168 In Stillwell Trucks Pty Ltd v McKay & Ors  NSWCA 292, Campbell AJA, with the agreement of Handley and Beazley JJA, also referred (at -) with approval to this passage from Lord Reid’s speech, observing that although his Lordship was concerned with a patent case concerning a hay rake and the issue was anticipation, the passage gave guidance on a wider basis. Campbell AJA then observed (at ):
“In my view the use of other components in the photograph or series of photographs to identify objects in a photograph is an appropriate procedure. Upon occasion it may be a matter of common sense. In a case involving machinery parts, as here, it would normally require an expert to make the identification.”
169 It should be noted that the use by a trial judge of photographs is nothing new. They can, as the authorities to which I have referred confirm, be descriptive of what a witness says he or she saw, being a representation of the witness’ knowledge and observations. But they should not be used by a judge to make findings of fact which are otherwise unsupported by the evidence and are therefore no more than conjectural: Schmidt v Schmidt  QWN 3 at 6; Beaton v McDivitt (1985) 13 NSWLR 134 at 142.
170 Thus in United States Shipping Board v The Ship St Albans  AC 632 Lord Merrivale, in delivering the advice of the Judicial Committee of the Privy Council, observed (at 642) that the use of photographic evidence must be the subject of “careful delineation” particularly as a means of proof of matters of fact. This is not to say that photographs can have no probative value of themselves even in the absence of an oral description of what is depicted; only that care must be taken to ensure that they are not used as the sole source from which a primary fact is to be inferred where that fact is not revealed on the face of the photographs such as the condition of a structure at a time significantly removed from that when the photographs were taken.

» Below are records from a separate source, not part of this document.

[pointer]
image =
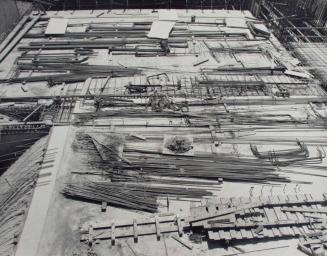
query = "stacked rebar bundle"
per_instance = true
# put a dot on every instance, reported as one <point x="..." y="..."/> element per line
<point x="128" y="195"/>
<point x="76" y="72"/>
<point x="230" y="168"/>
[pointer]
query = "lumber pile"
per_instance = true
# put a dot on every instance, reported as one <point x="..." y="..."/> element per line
<point x="16" y="191"/>
<point x="227" y="220"/>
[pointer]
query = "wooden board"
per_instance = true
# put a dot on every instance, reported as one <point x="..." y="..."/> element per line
<point x="161" y="29"/>
<point x="56" y="26"/>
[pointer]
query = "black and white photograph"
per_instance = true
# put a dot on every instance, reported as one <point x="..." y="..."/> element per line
<point x="163" y="127"/>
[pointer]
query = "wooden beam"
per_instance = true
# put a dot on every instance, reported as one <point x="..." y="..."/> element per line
<point x="18" y="37"/>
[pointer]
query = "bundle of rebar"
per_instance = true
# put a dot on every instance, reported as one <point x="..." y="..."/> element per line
<point x="128" y="195"/>
<point x="77" y="72"/>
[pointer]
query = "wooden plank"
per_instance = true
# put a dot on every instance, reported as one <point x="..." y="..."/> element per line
<point x="135" y="232"/>
<point x="179" y="226"/>
<point x="183" y="242"/>
<point x="158" y="233"/>
<point x="56" y="26"/>
<point x="303" y="209"/>
<point x="113" y="233"/>
<point x="13" y="33"/>
<point x="161" y="29"/>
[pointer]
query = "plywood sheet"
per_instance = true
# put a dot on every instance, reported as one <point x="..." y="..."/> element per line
<point x="56" y="26"/>
<point x="161" y="29"/>
<point x="236" y="23"/>
<point x="169" y="15"/>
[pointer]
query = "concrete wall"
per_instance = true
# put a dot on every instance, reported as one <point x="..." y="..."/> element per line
<point x="9" y="16"/>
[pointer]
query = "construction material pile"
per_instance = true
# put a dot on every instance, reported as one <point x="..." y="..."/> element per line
<point x="230" y="220"/>
<point x="128" y="195"/>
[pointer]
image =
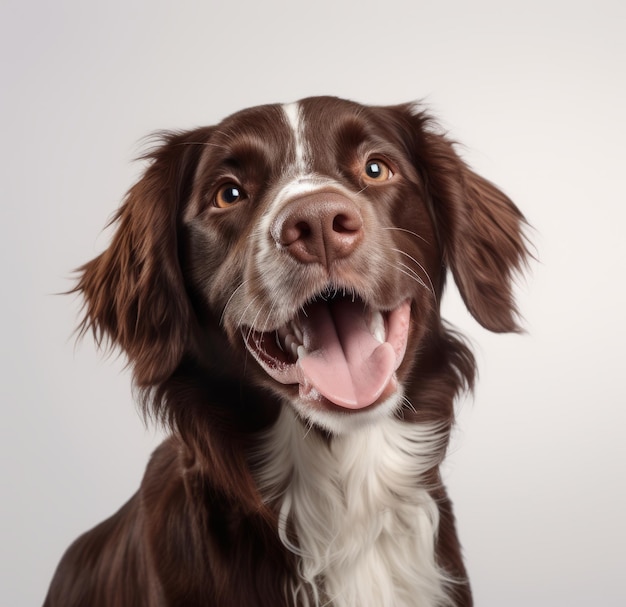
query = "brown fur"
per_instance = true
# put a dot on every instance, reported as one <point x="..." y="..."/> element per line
<point x="199" y="532"/>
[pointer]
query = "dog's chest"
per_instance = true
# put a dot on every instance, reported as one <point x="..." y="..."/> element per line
<point x="354" y="514"/>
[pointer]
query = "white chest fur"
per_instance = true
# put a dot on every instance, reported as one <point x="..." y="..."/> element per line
<point x="354" y="513"/>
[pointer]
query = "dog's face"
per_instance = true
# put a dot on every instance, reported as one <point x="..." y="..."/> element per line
<point x="310" y="234"/>
<point x="304" y="246"/>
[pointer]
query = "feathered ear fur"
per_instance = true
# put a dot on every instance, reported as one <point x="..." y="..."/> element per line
<point x="134" y="293"/>
<point x="480" y="229"/>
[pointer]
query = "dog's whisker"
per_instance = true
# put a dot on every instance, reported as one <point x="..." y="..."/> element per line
<point x="397" y="229"/>
<point x="421" y="267"/>
<point x="243" y="284"/>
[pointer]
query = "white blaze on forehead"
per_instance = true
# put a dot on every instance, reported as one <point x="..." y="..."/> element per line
<point x="294" y="118"/>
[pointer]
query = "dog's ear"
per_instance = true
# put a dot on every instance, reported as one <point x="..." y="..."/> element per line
<point x="480" y="229"/>
<point x="134" y="296"/>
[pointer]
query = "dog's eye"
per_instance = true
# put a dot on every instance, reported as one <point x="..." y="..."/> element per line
<point x="376" y="170"/>
<point x="228" y="195"/>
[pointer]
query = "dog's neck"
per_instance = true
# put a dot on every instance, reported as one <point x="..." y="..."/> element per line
<point x="356" y="512"/>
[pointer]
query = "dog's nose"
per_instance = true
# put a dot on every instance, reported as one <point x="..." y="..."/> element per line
<point x="319" y="228"/>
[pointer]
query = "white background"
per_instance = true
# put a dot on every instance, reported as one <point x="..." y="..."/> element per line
<point x="535" y="90"/>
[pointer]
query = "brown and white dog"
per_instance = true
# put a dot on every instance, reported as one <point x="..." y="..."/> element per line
<point x="275" y="282"/>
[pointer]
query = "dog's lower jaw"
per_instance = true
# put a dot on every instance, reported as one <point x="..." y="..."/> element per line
<point x="338" y="422"/>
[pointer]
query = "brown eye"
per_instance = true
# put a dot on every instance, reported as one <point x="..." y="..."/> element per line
<point x="376" y="170"/>
<point x="228" y="195"/>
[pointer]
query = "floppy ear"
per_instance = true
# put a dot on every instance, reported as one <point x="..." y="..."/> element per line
<point x="480" y="229"/>
<point x="134" y="296"/>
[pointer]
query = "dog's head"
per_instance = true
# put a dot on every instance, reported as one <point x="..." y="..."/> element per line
<point x="304" y="248"/>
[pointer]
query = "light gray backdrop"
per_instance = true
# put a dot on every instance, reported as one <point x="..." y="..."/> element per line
<point x="535" y="90"/>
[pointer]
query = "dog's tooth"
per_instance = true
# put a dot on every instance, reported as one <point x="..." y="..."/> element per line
<point x="279" y="341"/>
<point x="377" y="326"/>
<point x="297" y="332"/>
<point x="291" y="343"/>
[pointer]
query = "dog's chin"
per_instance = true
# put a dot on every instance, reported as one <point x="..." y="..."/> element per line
<point x="326" y="416"/>
<point x="337" y="357"/>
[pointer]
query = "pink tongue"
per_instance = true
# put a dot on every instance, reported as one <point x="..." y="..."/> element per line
<point x="344" y="361"/>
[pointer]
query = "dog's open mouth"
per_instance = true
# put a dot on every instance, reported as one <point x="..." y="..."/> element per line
<point x="337" y="348"/>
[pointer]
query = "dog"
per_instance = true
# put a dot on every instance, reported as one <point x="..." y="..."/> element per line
<point x="275" y="283"/>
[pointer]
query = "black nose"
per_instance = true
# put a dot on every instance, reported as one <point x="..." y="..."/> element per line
<point x="319" y="228"/>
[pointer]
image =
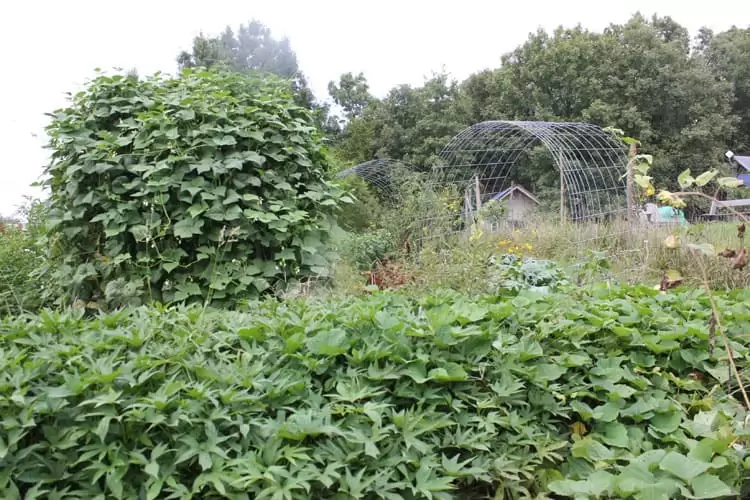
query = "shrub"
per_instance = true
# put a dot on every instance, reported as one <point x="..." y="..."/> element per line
<point x="209" y="187"/>
<point x="19" y="259"/>
<point x="590" y="394"/>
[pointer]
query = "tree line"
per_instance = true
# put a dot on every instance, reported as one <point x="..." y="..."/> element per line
<point x="686" y="98"/>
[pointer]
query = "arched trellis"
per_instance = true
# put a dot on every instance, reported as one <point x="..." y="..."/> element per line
<point x="591" y="163"/>
<point x="382" y="173"/>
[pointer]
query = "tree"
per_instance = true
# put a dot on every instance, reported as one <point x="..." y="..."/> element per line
<point x="208" y="187"/>
<point x="352" y="93"/>
<point x="253" y="48"/>
<point x="728" y="57"/>
<point x="410" y="124"/>
<point x="650" y="86"/>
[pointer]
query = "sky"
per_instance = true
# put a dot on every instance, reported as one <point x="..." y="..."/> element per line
<point x="52" y="47"/>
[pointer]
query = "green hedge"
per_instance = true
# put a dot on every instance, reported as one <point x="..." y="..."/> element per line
<point x="20" y="260"/>
<point x="594" y="393"/>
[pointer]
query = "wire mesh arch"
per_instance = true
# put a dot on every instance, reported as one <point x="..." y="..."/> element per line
<point x="381" y="173"/>
<point x="586" y="166"/>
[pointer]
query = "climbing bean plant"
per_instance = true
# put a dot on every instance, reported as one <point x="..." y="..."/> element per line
<point x="208" y="187"/>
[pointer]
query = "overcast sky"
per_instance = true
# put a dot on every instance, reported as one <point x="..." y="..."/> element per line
<point x="50" y="47"/>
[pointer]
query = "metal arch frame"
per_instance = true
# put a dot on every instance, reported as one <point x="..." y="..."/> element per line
<point x="377" y="173"/>
<point x="591" y="162"/>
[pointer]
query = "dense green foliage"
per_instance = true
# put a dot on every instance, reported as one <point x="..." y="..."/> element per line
<point x="24" y="264"/>
<point x="208" y="187"/>
<point x="20" y="257"/>
<point x="254" y="49"/>
<point x="592" y="393"/>
<point x="687" y="103"/>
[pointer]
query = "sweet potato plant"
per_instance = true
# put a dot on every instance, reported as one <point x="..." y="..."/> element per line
<point x="598" y="392"/>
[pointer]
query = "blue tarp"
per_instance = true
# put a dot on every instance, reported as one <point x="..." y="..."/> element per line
<point x="744" y="161"/>
<point x="669" y="213"/>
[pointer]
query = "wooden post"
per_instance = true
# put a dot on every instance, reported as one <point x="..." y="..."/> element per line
<point x="630" y="182"/>
<point x="562" y="197"/>
<point x="478" y="194"/>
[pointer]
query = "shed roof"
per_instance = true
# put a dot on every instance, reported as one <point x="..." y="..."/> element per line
<point x="508" y="191"/>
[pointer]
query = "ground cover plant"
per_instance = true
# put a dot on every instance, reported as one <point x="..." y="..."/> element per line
<point x="592" y="393"/>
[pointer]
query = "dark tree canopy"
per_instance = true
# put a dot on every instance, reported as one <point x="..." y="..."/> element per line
<point x="686" y="101"/>
<point x="253" y="48"/>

171 In my opinion the photographs in the present case obviously depict the condition of the pit at the time they were taken. Whether or not they indicate the presence of a lip at that time may well be a matter of common sense and common observation of the photographs. But her Honour did not merely use the photographs for the purpose of determining the condition of the pit and its lid at the time of the plaintiff’s accident. Such a use would have been perfectly legitimate. Rather, she sought to interpret them as establishing, apart from the collapsed side of the pit adjoining the grass verge, the condition of the lip or the lack of a lip around parts of the perimeter of the lid of the pit at the time the footpath was constructed some seven or eight years previously. She did so without the assistance of any expert evidence except, perhaps, that of Mr Garofali which did not establish the conclusion for which the plaintiff contended and her Honour accepted. This was impermissible.
172 In my view it required the evidence of an expert to so interpret the relevant photographs. In the absence of any such evidence, it was not open to her Honour to substitute her own view as a lay observer over the evidence of an expert. This being so, the consequence is that there was no evidence capable of supporting her Honour’s finding that the work carried out to the pit at the time the footpath was constructed left the pit without adequate support for its lid.
173 Absent the legitimacy of her Honour’s finding of negligent construction, the conclusion follows that proper inspection of the work by a Council employee on completion may not have revealed any defect in the pit. In my opinion, therefore, the first basis upon which the primary judge found that the Council was in breach of its duty of care should be rejected.